The defines PBNUM and FNAME are the page break number and the file name, respectively. For each image file we insert, we’ll need to do a find/replace operation on these values with the correct values for that image. The EMPTY_PARA define represents an empty paragraph in GoFiler. If we want to replace an empty paragraph with other content, we can replace this defined value with new content. The defines IMG_1 through IMG_5 are just snippets of HTML code. I could have put them all into a single define, though I felt it made it easier to understand when they were broken out like this. Each represents a single line of HTML we’re going to insert for each picture, starting with the image and then including a page break.

This script is pretty simple. It only includes four functions. Of these, setup and main are the same as in almost every other script that has been demonstrated on this blog, so they don’t need to be covered in further detail. The edgarize_filename function is also something that has been used in previous blog scripts, so it doesn’t need to be described again either. In summary, all this function does is take a file name string as an input and return an EDGAR compliant version of that filename. Our main function here that does all the work is, as usual, the run function, so let’s take a closer look at that.


int run(int f_id, string mode){

    string              src;
    string              file;
    string              o_fname;
    string              new_fname;
    string              images[];
    string              f_contents;
    int                 rx;
    int                 ix;
    int                 size;
    int                 rc;

    // only run once
    if(mode!="preprocess"){
      return ERROR_NONE;
      }

    // get the folder we're going to pull images from
    src = BrowseFolder("Select Source Folder");
    rc = GetLastError();
    if(rc!=ERROR_NONE){
      return rc;
      }

    // get the images
    images = EnumerateFiles(AddPaths(src,"*.jpg;*.gif"),FOLDER_LOAD_NO_FOLDER_NAV);
    size = ArrayGetAxisDepth(images);

The run function starts off with the normal variable declarations.
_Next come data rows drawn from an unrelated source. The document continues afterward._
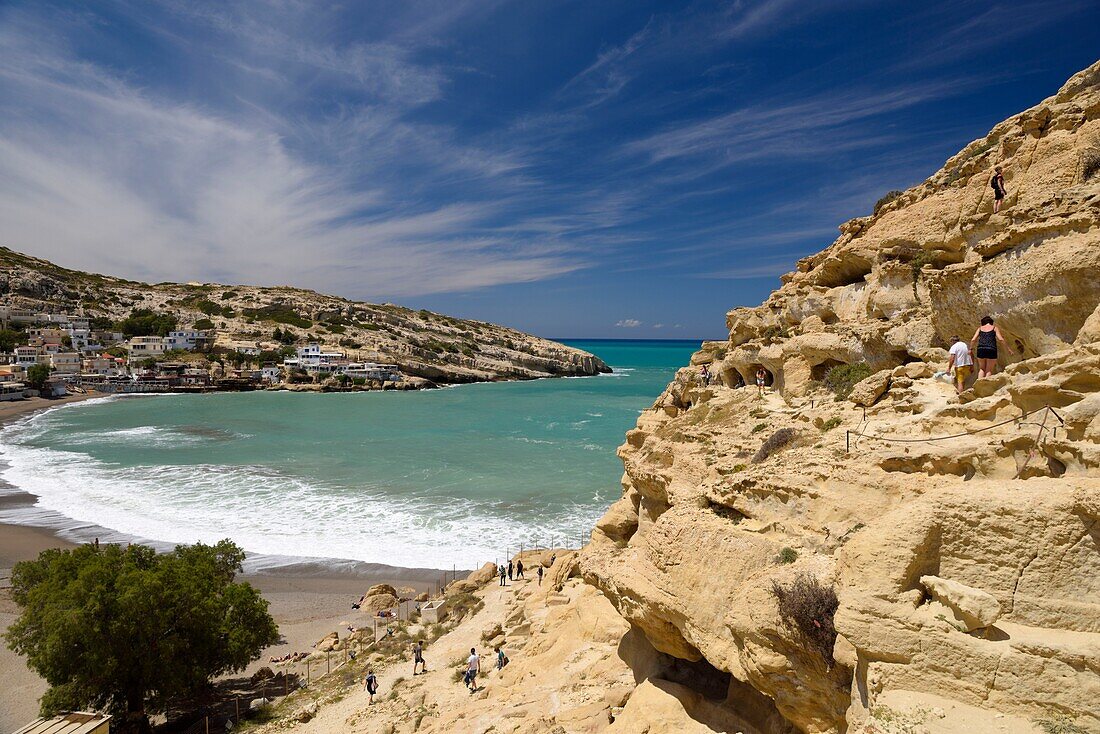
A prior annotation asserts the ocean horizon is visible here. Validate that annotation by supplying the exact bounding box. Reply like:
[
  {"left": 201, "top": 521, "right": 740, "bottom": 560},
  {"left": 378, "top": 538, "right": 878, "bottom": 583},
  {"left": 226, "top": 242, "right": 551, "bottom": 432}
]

Then it checks its mode is not preprocess to ensure it doesn’t run twice (otherwise it would run once in preprocess mode and another time in postprocess). Next, we can invoke the BrowseFolder function to get a folder to scan for images. We need to check the return code of that function immediately in case the user cancelled the operation. If the function returned anything other than ERROR_NONE, we can return here, because it means there was an error or the user cancelled the operation. In either case, we cannot continue.
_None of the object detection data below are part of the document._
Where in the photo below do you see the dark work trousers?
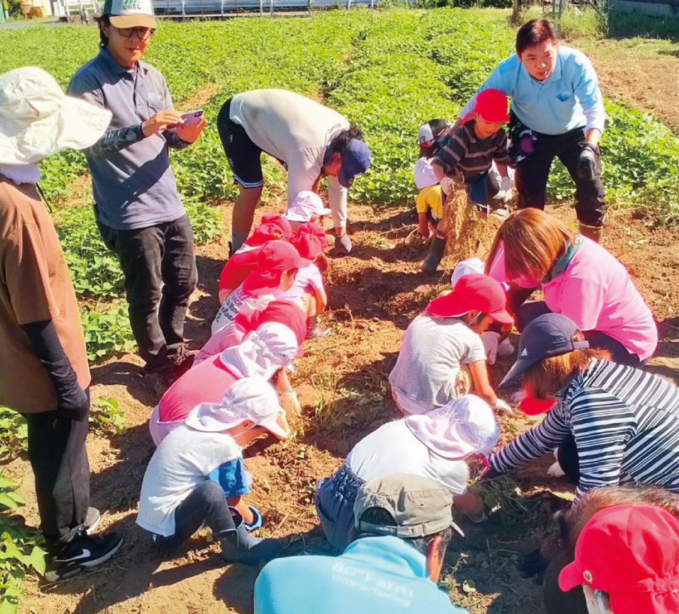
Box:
[516,301,641,367]
[98,216,198,370]
[24,404,90,550]
[156,480,236,548]
[515,128,606,227]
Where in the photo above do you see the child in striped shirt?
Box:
[423,89,511,273]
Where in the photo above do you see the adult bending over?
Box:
[489,313,679,498]
[69,0,205,389]
[456,19,606,241]
[487,209,658,365]
[217,89,370,253]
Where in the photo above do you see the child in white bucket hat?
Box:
[149,322,299,445]
[316,394,500,549]
[0,67,123,582]
[137,377,290,565]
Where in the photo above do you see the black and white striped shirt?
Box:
[489,360,679,497]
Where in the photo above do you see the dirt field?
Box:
[7,194,679,614]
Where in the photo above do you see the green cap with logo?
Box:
[101,0,158,30]
[354,473,464,539]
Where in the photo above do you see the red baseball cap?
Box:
[474,89,509,124]
[559,505,679,614]
[290,222,328,261]
[243,241,311,293]
[262,213,294,239]
[425,273,514,324]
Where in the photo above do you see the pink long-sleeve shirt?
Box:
[489,237,658,360]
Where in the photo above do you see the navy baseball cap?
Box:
[337,139,371,188]
[499,313,589,388]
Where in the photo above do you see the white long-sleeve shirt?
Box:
[230,89,349,228]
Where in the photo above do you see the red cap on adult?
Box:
[559,505,679,614]
[425,273,514,324]
[474,89,509,124]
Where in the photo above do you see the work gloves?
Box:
[577,143,599,181]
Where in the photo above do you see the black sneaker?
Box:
[85,507,101,535]
[45,531,124,582]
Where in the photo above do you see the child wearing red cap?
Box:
[212,241,310,335]
[219,215,293,304]
[389,274,512,415]
[423,89,511,272]
[559,505,679,614]
[275,222,330,339]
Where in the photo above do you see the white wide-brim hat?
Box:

After we have a valid folder, we can get all the images in that folder with the EnumerateFiles function and ascertain the number of images in the folder with the ArrayGetAxisDepth function.


    // if there are no images
    if(size==0){
      MessageBox('x',"No images in target folder found.");
      return ERROR_NONE;
      }

    // get the name of the file we're saving to
    BrowseAddSaveScope(src);
    file = BrowseSaveFile("Save File", "EDGAR HTM File|*.htm",src);
    rc = GetLastError();
    if(rc!=ERROR_NONE){
      BrowseAddSaveScope("");
      return rc;
      }
    BrowseAddSaveScope("");

If we have no images, we need to display an error and then stop the script because there’s nothing else to do. If we have images, we can have the user create a new HTML file in that folder. Using the BrowseAddSaveScope function here is a good idea, since we want the user to save the HTML file in the same folder as the images. This way, the user cannot accidentally pick a different folder. Of course the user could still put the HTML file in a sub folder and cause problems, but adding error handling for every single contingency would complicate the code even further, and this is supposed to be a quick script. Putting a script like this into production necessitates better handling of these error situations. If the user cancelled, or there was an error, we need to reset the save scope and return. Otherwise, we can simply reset the save scope and move on.
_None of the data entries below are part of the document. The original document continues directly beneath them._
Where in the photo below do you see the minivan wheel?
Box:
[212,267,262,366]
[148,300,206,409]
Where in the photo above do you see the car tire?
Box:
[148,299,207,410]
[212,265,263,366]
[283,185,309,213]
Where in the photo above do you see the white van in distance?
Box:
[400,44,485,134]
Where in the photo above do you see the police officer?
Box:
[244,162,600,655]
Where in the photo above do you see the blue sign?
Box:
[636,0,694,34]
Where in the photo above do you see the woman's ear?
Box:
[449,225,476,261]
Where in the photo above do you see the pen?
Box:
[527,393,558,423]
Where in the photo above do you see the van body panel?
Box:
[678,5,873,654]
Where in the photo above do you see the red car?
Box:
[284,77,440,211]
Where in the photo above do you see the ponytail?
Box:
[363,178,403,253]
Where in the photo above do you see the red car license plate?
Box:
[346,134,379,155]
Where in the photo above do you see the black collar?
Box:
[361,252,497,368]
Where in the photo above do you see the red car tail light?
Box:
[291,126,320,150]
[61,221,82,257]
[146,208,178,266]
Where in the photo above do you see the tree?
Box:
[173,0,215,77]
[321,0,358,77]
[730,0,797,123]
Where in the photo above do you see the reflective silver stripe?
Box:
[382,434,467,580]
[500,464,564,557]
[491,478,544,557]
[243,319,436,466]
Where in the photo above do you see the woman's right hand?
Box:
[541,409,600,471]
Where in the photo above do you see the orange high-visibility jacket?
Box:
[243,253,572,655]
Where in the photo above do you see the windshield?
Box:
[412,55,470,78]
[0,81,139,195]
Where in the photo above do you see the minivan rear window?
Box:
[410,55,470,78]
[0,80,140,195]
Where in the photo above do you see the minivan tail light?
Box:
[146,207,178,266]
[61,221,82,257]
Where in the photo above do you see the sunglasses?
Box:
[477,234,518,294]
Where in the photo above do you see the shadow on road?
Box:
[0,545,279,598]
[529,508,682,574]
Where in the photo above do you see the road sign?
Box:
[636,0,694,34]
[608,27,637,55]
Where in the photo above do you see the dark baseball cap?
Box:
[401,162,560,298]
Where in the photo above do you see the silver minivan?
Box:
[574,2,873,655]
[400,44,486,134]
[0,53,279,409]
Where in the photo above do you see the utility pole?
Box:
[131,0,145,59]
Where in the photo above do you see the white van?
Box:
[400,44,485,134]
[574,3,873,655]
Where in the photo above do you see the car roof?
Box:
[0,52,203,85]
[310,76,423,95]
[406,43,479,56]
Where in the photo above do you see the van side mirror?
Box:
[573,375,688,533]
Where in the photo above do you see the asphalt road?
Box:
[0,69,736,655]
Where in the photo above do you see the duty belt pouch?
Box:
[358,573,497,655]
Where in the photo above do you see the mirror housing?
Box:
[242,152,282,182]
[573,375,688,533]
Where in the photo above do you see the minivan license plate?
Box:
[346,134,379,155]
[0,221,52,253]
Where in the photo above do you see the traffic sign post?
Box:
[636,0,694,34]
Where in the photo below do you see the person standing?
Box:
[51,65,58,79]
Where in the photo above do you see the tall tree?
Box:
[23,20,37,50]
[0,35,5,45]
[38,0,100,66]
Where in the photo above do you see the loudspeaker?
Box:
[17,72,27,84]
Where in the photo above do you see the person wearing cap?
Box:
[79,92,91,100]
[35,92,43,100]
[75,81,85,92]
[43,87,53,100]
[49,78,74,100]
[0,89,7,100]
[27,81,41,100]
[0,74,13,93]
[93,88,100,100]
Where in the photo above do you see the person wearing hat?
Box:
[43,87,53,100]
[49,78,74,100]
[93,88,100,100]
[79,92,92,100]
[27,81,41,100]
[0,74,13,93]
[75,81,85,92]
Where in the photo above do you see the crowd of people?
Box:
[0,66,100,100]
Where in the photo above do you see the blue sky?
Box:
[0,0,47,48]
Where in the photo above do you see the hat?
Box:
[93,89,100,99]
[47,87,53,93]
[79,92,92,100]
    // create the file template
    RunMenuFunction("FILE_NEW_HTML");
    RunMenuFunction("FILE_SAVE_AS","Filename:"+file);
    rc = GetLastError();
    if(IsError(rc)){
      MessageBox('x',"Cannot save file %s, error %0x",file,rc);
      return rc;
      }
    RunMenuFunction("FILE_CLOSE");
    f_contents = FileToString(file);

Now that we have a list of images and a place to save our HTML file, we need to actually create it. Rather than manually creating a file and writing the basic HTML code into it, we can just use GoFiler to do it. The RunMenuFunction function is used here to create a new HTML file before saving the file as whatever name the user selected. If the file cannot be saved, we need to return an error message and exit the script. If the file was saved correctly, we can close the file and read the contents of the file to memory so we can modify it before writing it back out.


    // for each image, make sure name is EDGAR compliant.
    rc = YesNoBox('q',"Conform names to EDGAR compliant standard?");
    if(rc == IDYES){
      for(ix=0;ix<size;ix++){
        o_fname = GetFilename(images[ix]);
        new_fname = edgarize_filename(o_fname);
        new_fname = AddPaths(src,new_fname);
        rc = RenameFile(AddPaths(src,images[ix]),new_fname);
        if(IsError(rc)){
          MessageBox('x',"Cannot rename file %s",o_fname);
          }
        else{
          images[ix] = GetFilename(new_fname);
          }
        }
      }
    SortList(images,SORT_ALPHA_NUMERIC);

While writing this, I realized that the images might be output from a system that produces EDGAR compliant names, so I added this section to compensate by renaming images. Before proceeding, it’s important to ask the user if they want to rename images, since this is going to change the names of files on their machine. If the user presses “Yes”, we can iterate over each image, and for each, we can run the edgarize_filename function to build a new name. After that, we append the source of the images folder to it to get our new image name. Then we can use the RenameFile function to change the name of our image to our new EDGAR compliant name. This function may actually change names that don’t need to be changed For example, even though “img_001.jpg” is a perfectly compliant file name, our script will still change it to “img001.jpg” because it’s far easier to guarantee an EDGAR compliant name if it has no punctuation at all. This can potentially cause issues if you have “image_001.jpg” and “image-001.jpg” in the same folder though, since GoFiler will try to rename both to the same name. The second rename will fail, and the user will see an error message, so he or she can always go in afterwards and manually correct the image name.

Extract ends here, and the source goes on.